Was "links-link" ist
Wie politische Etikettierungen heute vonstatten gehen – und was sie über diejenigen, die sie äußern, aussagen können. Ein Gastkommentar von Josef Christian Aigner.
Wie politische Etikettierungen heute vonstatten gehen – und was sie über diejenigen, die sie äußern, aussagen können. Ein Gastkommentar von Josef Christian Aigner.
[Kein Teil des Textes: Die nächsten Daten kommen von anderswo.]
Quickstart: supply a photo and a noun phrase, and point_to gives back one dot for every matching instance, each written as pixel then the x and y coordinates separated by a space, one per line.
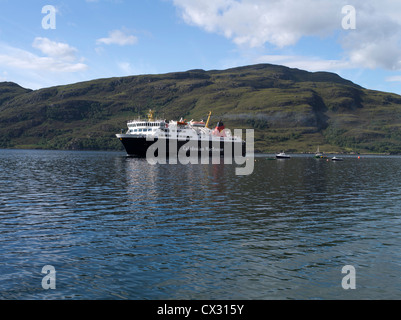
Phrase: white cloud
pixel 57 64
pixel 375 43
pixel 57 50
pixel 118 37
pixel 393 79
pixel 55 61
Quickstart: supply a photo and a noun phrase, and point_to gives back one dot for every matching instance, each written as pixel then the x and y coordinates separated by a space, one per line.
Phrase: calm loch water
pixel 118 228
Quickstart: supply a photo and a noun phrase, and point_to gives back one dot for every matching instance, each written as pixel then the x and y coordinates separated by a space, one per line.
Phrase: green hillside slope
pixel 289 109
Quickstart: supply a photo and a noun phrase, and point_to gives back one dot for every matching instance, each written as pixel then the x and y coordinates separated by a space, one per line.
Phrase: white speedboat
pixel 282 155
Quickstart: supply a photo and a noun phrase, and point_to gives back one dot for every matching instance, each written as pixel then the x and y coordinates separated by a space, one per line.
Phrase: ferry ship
pixel 194 137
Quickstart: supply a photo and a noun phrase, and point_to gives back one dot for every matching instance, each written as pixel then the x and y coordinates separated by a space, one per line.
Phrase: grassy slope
pixel 289 109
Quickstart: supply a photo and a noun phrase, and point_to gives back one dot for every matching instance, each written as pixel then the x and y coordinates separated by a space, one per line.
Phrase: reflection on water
pixel 119 228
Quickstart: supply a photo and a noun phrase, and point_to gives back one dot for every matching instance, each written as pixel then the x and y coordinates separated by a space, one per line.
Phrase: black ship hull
pixel 138 147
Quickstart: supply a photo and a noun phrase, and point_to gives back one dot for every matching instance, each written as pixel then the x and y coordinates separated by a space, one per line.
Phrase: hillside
pixel 289 109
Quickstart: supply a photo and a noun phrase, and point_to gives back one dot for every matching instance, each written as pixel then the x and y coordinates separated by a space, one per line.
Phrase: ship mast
pixel 208 120
pixel 151 115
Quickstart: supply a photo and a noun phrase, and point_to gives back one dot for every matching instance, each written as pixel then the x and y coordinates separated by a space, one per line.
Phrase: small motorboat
pixel 282 155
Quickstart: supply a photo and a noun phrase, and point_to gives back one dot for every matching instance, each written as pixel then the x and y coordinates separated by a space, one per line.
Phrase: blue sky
pixel 110 38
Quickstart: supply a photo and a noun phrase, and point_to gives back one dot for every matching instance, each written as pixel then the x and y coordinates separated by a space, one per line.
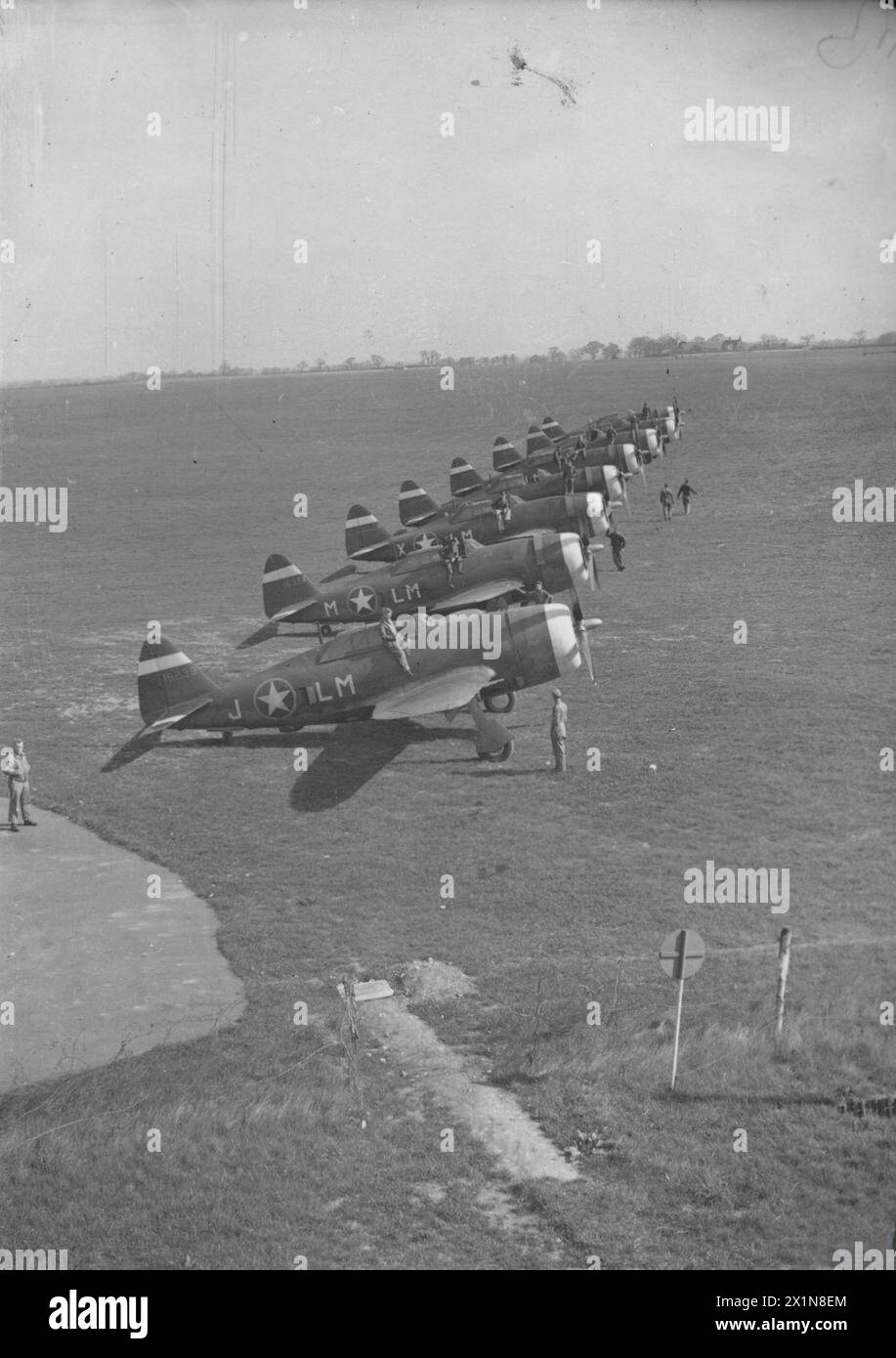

Heute hört man oft, dass politische Links-rechts-Schemata nicht mehr zeitgemäß seien: Die politische Großwetterlage habe sich so verändert, dass es anderer Parteilichkeiten – etwa für Maßnahmen zum Erhalt des Planeten – als der traditionellen bedürfe. Dennoch erleben diese Etiketten eine gewisse Renaissance. Davon ist „rechts“ insofern betroffen, als Rechte und Rechtsextreme in ganz Europa mit recht deutlich identifizierbaren Merkmalen (u. a. Feindseligkeit gegenüber Migrantinnen und Migranten, rassistische Zuschreibungen, Relikte aus der Nazizeit) stark zugelegt haben und sich auch selbst so verstehen. Insbesondere in Österreich haben sie durch die Regierungsbeteiligung der FPÖ ungewohnte Prominenz erzielt.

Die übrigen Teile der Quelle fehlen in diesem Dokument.